Vous n’écoutez plus le Concer­to en fa mineur de Cho­pin sans revivre peut-être un soir d’été, dans un parc où se dérou­lait un fes­ti­val, et où les cigales s’efforçaient de se joindre à la fête, mais vous n’avez jamais, sans doute, enten­du la Fan­tai­sie pour pia­no et orchestre sur des airs polo­nais que Cho­pin écri­vit à 18 ans. On les trouve tous deux dans l’intégrale de l’œuvre pour pia­no et orchestre de Cho­pin enre­gis­trée par Kun-Woo Païk et le Phil­har­mo­nique de Var­so­vie diri­gé par Anto­ni Wit3, avec le 1er Concer­to, la Kra­ko­wiak, la Grande Polo­naise brillante et les Varia­tions sur “ La ci darem la mano ”. Le jeu de Kun-Woo Païk – sobrié­té, élé­gance, tou­cher sub­til – est suf­fi­sam­ment dis­tan­cié pour lais­ser jouer votre mémoire.
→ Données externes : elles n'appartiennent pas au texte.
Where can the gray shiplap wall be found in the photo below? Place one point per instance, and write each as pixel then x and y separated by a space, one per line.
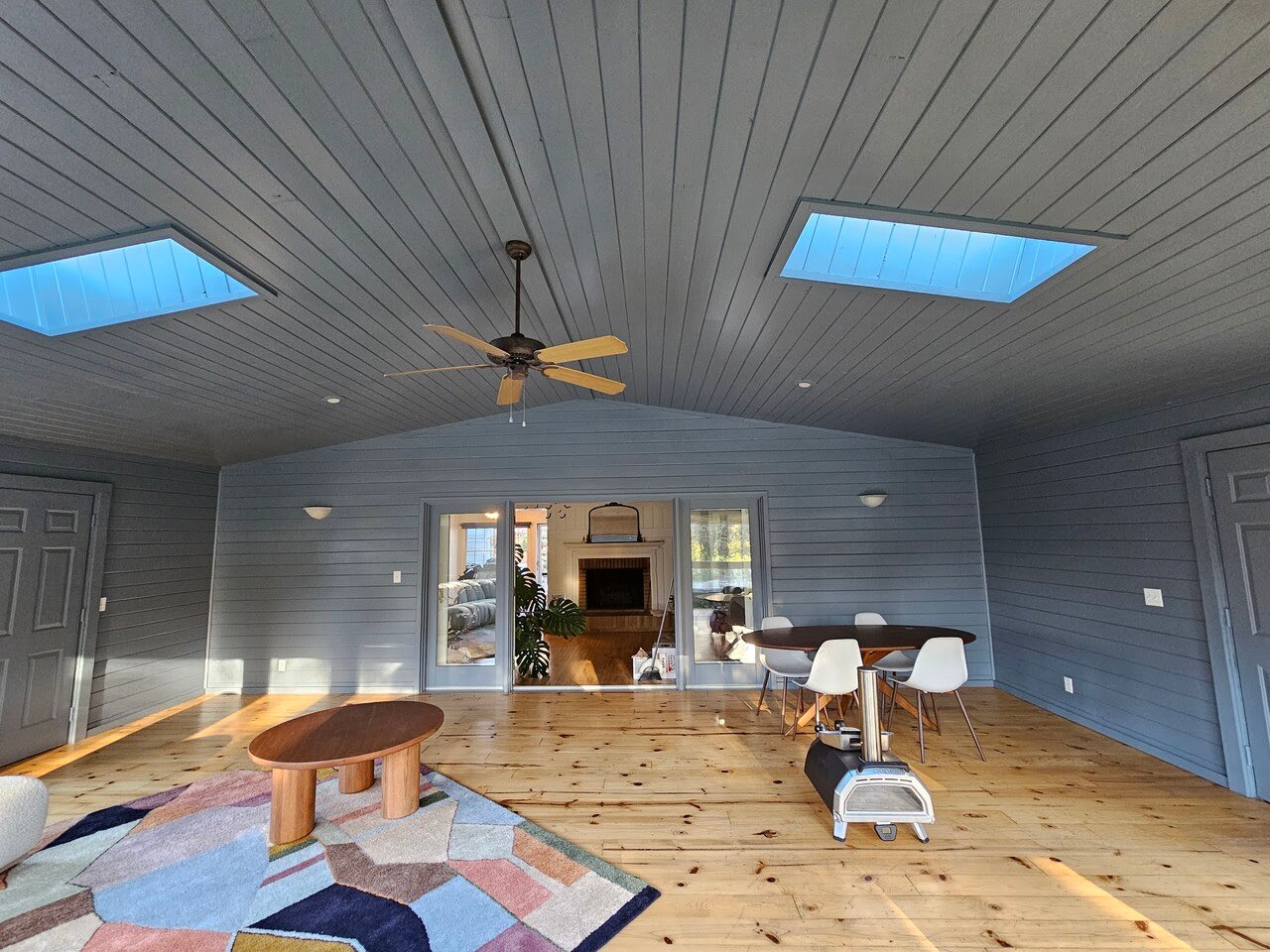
pixel 320 593
pixel 1075 526
pixel 153 639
Hila­ry Hahn pro­pose en exergue à son enre­gis­tre­ment de l’intégrale des Concer­tos pour vio­lon de Bach (y com­pris le Concer­to pour deux vio­lons et le Concer­to pour vio­lon et haut­bois) avec le Los Angeles Cham­ber Orches­tra diri­gé par Jef­frey Kahane4 trois vers de T. S. Eliot : “ The past expe­rience revi­ved in the mea­ning / is not the expe­rience of one life only / but of many gene­ra­tions. ” On s’était émer­veillé en décou­vrant Hila­ry Hahn dans Brahms, Chos­ta­ko­vitch, Men­dels­sohn, Bar­ber. Dans Bach, c’est le rêve, la per­fec­tion abso­lue, le nir­va­na : la jeune fille au visage échap­pé du tableau d’un por­trai­tiste anglais du XVIIIe siècle joue Bach avec une pure­té de son, une rigueur, et en même temps une grâce fra­gile que vous ne pour­rez oublier et qui évo­que­ront pour vous tant d’écoutes anté­rieures, Stern, Oïs­trakh, et Menu­hin aux côtés d’Enesco dans le Concer­to pour deux vio­lons, dont la décou­verte, jadis, au binet Clas­sique, vous avait mar­qué à jamais.

Tchaïkovski

Les trois der­nières sym­pho­nies de Tchaï­kovs­ki sont bai­gnées dans une atmo­sphère si déses­pé­rée qu’il vaut mieux être dans une situa­tion psy­cho­lo­gique de par­fait équi­libre pour les affron­ter. Mais alors, quel par­cours psy­cha­na­ly­tique pour l’auditeur ! Il faut, pour ne pas ver­ser dans le pathos, un chef rigou­reux et froid et un orchestre de pre­mière gran­deur, sur­tout dans les cordes. Ce fut la conjonc­tion légen­daire Kara­jan – Phil­har­mo­nique de Ber­lin, qui enre­gis­tra les Sym­pho­nies 4, 5, 6 (“ Pathé­tique ”) de 1964 à 19665. C’est une inter­pré­ta­tion hors pair, où l’orchestration superbe et com­plexe de Tchaï­kovs­ki est ser­vie par une direc­tion – et une prise de son – qui détachent chaque pupitre, chaque plan sonore. Idéal pour vous remé­mo­rer non des moments de votre vie – sur­tout pas – mais vos lec­tures de Tour­gue­niev, les films de Tar­kovs­ki et bien sûr celui de Ken Rus­sel sur la vie de Tchaïkovski.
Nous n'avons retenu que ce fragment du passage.